What they said was that I was the guy they couldn't peg. I didn't carry myself like prey. I was the one they were going to misjudge. I'd end up having twenty bucks in my wallet but even if they kicked my ass, I'd cause more than $20 worth of medical bills going down. Not worth it. Move on. Find someone easier.

Which kind of makes me wish the muggers of the world had their insight because, to date, I have lived through seven attempted muggings and I'm getting pretty fucking sick of it. None has ever gone down quite the way the muggers expected. About half have gotten physical in a way that someone got hurt. I remain unscathed and officially unmugged (at least un-successfully-mugged.)

But upon further adrenaline-fueled pre-sleep reflection, seven is not really that high. I've been walking all over since I was six or seven and my parents let me go out of their sight. (And yes, a couple of those mugging attempts were before I was even an adult.) I walk a LOT. Hours a week. If I have time, I walk to the store instead of driving. And I regularly just take off and do a circuit around the neighborhood or take a small hike. I try to get to bigger hikes when my schedule permits. And I'm rarely careful about when and where I walk. I also check my phone constantly if I'm not pushing a stroller or crossing the street. I'm sure being apparently distracted has contributed to an uptick in the last decade or so.
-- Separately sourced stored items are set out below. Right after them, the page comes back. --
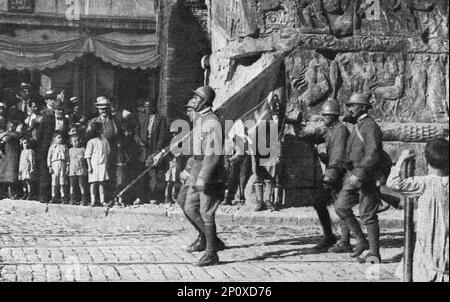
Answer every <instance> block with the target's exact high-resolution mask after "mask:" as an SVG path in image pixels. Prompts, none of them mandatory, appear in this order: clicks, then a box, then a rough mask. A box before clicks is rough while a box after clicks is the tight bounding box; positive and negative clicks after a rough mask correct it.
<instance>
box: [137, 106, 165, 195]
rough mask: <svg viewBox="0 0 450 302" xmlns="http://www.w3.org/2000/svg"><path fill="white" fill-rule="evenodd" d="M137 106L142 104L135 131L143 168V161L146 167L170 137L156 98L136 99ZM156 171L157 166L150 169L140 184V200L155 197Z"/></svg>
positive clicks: (162, 147)
mask: <svg viewBox="0 0 450 302" xmlns="http://www.w3.org/2000/svg"><path fill="white" fill-rule="evenodd" d="M139 106H142V109H143V112H139V113H138V123H137V131H136V133H137V138H138V142H139V144H140V146H141V148H142V151H143V152H142V153H141V155H142V156H141V162H142V163H143V168H144V162H145V165H146V166H147V167H149V166H151V165H152V164H153V161H154V156H155V155H156V154H158V153H159V152H160V151H161V150H162V149H163V148H164V147H166V146H167V145H169V143H170V141H169V138H170V137H169V126H168V124H167V119H166V118H165V117H164V116H162V115H161V114H159V113H158V110H157V106H156V100H145V101H144V100H140V101H138V107H139ZM158 171H159V169H157V168H155V169H152V170H151V171H150V172H149V173H148V177H147V180H146V184H141V185H140V191H141V192H140V194H138V195H139V198H140V200H141V202H142V201H144V200H147V199H155V198H154V197H155V196H154V195H153V194H155V193H156V191H157V188H158ZM144 187H145V188H146V190H145V189H144ZM146 192H148V193H149V195H147V194H146ZM146 195H147V196H146Z"/></svg>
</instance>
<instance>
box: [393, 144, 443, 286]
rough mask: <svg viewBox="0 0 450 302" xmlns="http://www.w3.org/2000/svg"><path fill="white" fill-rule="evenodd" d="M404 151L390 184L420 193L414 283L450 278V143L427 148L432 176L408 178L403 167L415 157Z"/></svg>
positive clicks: (426, 160) (417, 195) (431, 144)
mask: <svg viewBox="0 0 450 302" xmlns="http://www.w3.org/2000/svg"><path fill="white" fill-rule="evenodd" d="M413 156H414V155H412V154H411V153H410V151H409V150H404V151H403V152H402V153H401V155H400V157H399V159H398V161H397V164H396V166H395V167H394V168H393V169H392V171H391V174H390V176H389V178H388V181H387V185H388V187H390V188H392V189H393V190H396V191H398V192H401V193H403V194H404V195H408V196H411V197H414V196H417V197H418V198H419V200H418V209H417V225H416V233H417V234H416V235H417V239H416V246H415V249H414V257H413V281H414V282H448V281H449V206H448V204H449V183H448V181H449V176H448V174H449V173H448V168H449V167H448V165H449V143H448V141H446V140H445V139H435V140H433V141H431V142H429V143H428V144H427V146H426V147H425V159H426V161H427V164H428V175H426V176H419V177H411V178H407V179H404V178H403V177H402V176H401V169H402V166H403V164H404V162H405V161H406V160H407V159H408V158H411V157H413Z"/></svg>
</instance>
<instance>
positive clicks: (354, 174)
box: [335, 93, 383, 262]
mask: <svg viewBox="0 0 450 302" xmlns="http://www.w3.org/2000/svg"><path fill="white" fill-rule="evenodd" d="M369 99H370V95H368V94H361V93H354V94H353V95H352V96H351V97H350V101H349V102H348V103H347V107H348V110H349V116H348V119H349V121H351V122H353V123H354V127H353V130H352V132H351V134H350V137H349V139H348V142H347V150H346V153H347V156H346V170H347V173H346V176H345V178H344V183H343V188H342V190H341V191H340V193H339V195H338V198H337V200H336V204H335V207H336V213H337V214H338V216H339V217H340V218H341V219H342V220H344V221H345V223H346V224H347V226H348V227H349V229H350V231H351V233H353V235H354V236H355V237H356V240H357V244H356V246H355V250H354V252H353V254H351V256H352V257H353V258H357V257H359V256H361V255H362V253H363V252H364V251H365V250H367V249H370V251H369V253H368V254H367V256H366V257H364V259H362V258H358V259H357V260H358V261H360V262H363V261H365V260H366V259H368V258H369V257H370V258H372V257H375V258H377V259H378V260H379V261H381V257H380V246H379V245H380V227H379V224H378V216H377V212H378V208H379V205H380V202H381V200H380V192H379V188H378V187H377V185H376V171H377V170H378V169H377V168H378V167H377V166H378V165H379V164H380V163H381V159H382V151H383V142H382V139H383V134H382V132H381V129H380V127H379V126H378V125H377V123H376V122H375V120H374V119H373V118H372V117H370V116H369V110H370V109H371V108H372V105H371V104H370V102H369ZM358 203H359V212H360V216H361V222H362V224H363V225H365V227H366V229H367V234H368V239H369V241H367V239H366V237H365V236H364V234H363V232H362V230H361V226H360V225H359V223H358V221H357V220H356V217H355V215H354V214H353V211H352V208H353V207H354V206H355V205H357V204H358Z"/></svg>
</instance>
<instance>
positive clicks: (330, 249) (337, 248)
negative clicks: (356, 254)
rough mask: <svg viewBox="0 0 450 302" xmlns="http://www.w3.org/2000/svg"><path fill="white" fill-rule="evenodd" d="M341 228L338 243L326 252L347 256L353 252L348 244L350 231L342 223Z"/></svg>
mask: <svg viewBox="0 0 450 302" xmlns="http://www.w3.org/2000/svg"><path fill="white" fill-rule="evenodd" d="M340 226H341V239H340V240H339V242H338V243H337V244H336V245H335V246H333V247H332V248H330V249H329V250H328V251H329V252H331V253H335V254H347V253H351V252H353V248H352V246H351V244H350V229H349V228H348V226H347V224H346V223H345V222H344V221H342V220H341V221H340Z"/></svg>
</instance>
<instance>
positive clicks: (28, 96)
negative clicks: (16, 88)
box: [13, 83, 31, 116]
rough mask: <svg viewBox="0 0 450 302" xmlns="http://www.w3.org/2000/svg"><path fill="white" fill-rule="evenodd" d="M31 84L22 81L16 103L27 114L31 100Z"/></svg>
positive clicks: (17, 94)
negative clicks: (22, 82) (28, 106)
mask: <svg viewBox="0 0 450 302" xmlns="http://www.w3.org/2000/svg"><path fill="white" fill-rule="evenodd" d="M30 90H31V85H30V84H28V83H21V84H20V87H19V93H18V94H17V95H16V98H15V104H13V106H15V107H16V109H17V110H20V111H21V112H23V114H24V115H25V116H26V115H27V114H28V101H29V100H30Z"/></svg>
From a pure walk to attempt-mug ratio perspective, I'm doing pretty well. I've also nearly been run over probably 100 times, which might sound like I have the worst luck in the universe until I tell you that it probably happens like 1 in every 200 times I go walking (and those are just close calls––no one's ever actually hit me), or perhaps 1 in every 500 miles of walking or so. In terms of risk vs. reward, I'm doing pretty good. I've been attempt-mugged on average of once every four years. Which, if you consider that each of those four years represents about 2000-2500 hours of walking, is really not that much, given that Oakland and Berkeley are among my stomping grounds.

But also....maybe those guys were on to something. Because usually sober people don't try to mug me. I think the last time they did, it was three youngish people late at night who I really don't think were experienced at what they were doing. They clearly didn't want to upgrade to assault, so I just vise-gripped the phone one of them was trying to yank out of my pocket, kept walking until I was under a streetlight, and they realized we were in a lit, crowded intersection making a lot of noise. That was over a decade ago. Maybe it's drunk people who are usually missing some of the subtler cues that I don't smell like prey. Or maybe those security/martial art teachers just needed someone small but a little squishy to make a point about profiling and it had nothing to do with how I carried myself.

Either way, I like walking, so I'm not going to let this ruin it for me.

Anyway, I'm fine. And life proceeds apace. In these situations I always get a bee in my bonnet and fight back (even when it's not always wise of me to do so), but I survived another. And perhaps that mindset has something to do with with why I haven't let the incredible failures of writing or a life in art beat me down either. Something something something subverts the tropes and changes the narratives. [Insert folksy writing wisdom here.]